PDF(Pubmed)
Abstract:
The enteric nervous system (ENS) is a complex neuronal network organized in ganglionated plexuses that extend along the entire length of the gastrointestinal tract. Largely independent of the central nervous system, the ENS coordinates motility and peristalsis of the digestive tract, regulates secretion and absorption, and is involved in immunological processes. Electrophysiological methods such as the patch-clamp technique are particularly suitable to study the function of neurons as well as the biophysical parameters of the underlying ion channels under both physiological and pathophysiological conditions. However, application of the patch-clamp method to ENS neurons remained difficult because they are embedded in substantial tissue layers that limit access to and targeted manipulation of these cells. Here, we present a robust step-by-step protocol that involves isolation of ENS neurons from adult mice, culturing of the cells, their transfection with plasmid DNA, and subsequent electrophysiological characterization of individual neurons in current-clamp and voltage-clamp recordings. With this protocol, ENS neurons can be prepared, transfected, and electrophysiologically characterized within 72 h. Using isolated ENS neurons, we demonstrate the feasibility of the approach by functional overexpression of recombinant voltage-gated NaV1.9 mutant channels associated with hereditary sensory and autonomic neuropathy type 7 (HSAN-7), a disorder characterized by congenital analgesia and severe constipation that can require parenteral nutrition. Although our focus is on the electrophysiological evaluation of isolated ENS neurons, the presented methodology is also useful to analyze molecules other than sodium channels or to apply alternative downstream assays including calcium imaging, proteomic and nucleic acid approaches, or immunochemistry.
摘要:
肠神经系统(ENS)是一个复杂的神经元网络,组织在沿着胃肠道的整个长度延伸的神经节丛中。
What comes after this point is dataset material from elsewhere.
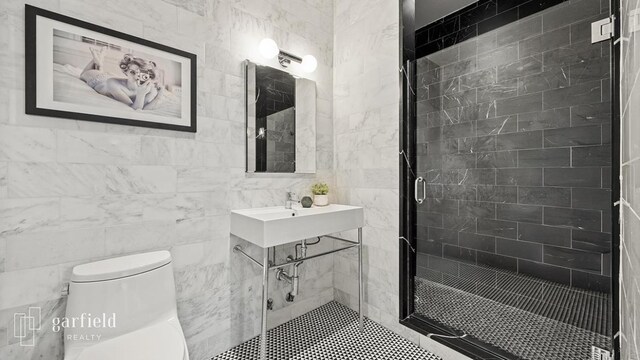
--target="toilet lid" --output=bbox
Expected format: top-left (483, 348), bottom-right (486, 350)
top-left (77, 323), bottom-right (185, 360)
很大程度上独立于中枢神经系统,ENS协调消化道的运动和蠕动,调节分泌和吸收,并参与免疫过程。电生理方法如膜片钳技术特别适合于研究生理和病理生理条件下神经元的功能以及基础离子通道的生物物理参数。然而,将膜片钳方法应用于ENS神经元仍然很困难,因为它们包埋在大量组织层中,这限制了这些细胞的进入和靶向操作.这里,我们提出了一个强大的逐步方案,涉及从成年小鼠中分离ENS神经元,培养细胞,用质粒DNA转染,以及随后在电流钳和电压钳记录中单个神经元的电生理表征。有了这个协议,可以准备ENS神经元,转染,并在72小时内进行电生理表征。使用分离的ENS神经元,我们证明了通过功能性过表达与遗传性感觉和自主神经病变7型(HSAN-7)相关的重组电压门控NaV1.9突变通道的方法的可行性,一种以先天性镇痛和严重便秘为特征的疾病,需要肠胃外营养。尽管我们的重点是对孤立的ENS神经元的电生理评估,提出的方法也是有用的分析分子以外的钠通道或应用替代的下游测定,包括钙成像,蛋白质组学和核酸方法,或者免疫化学.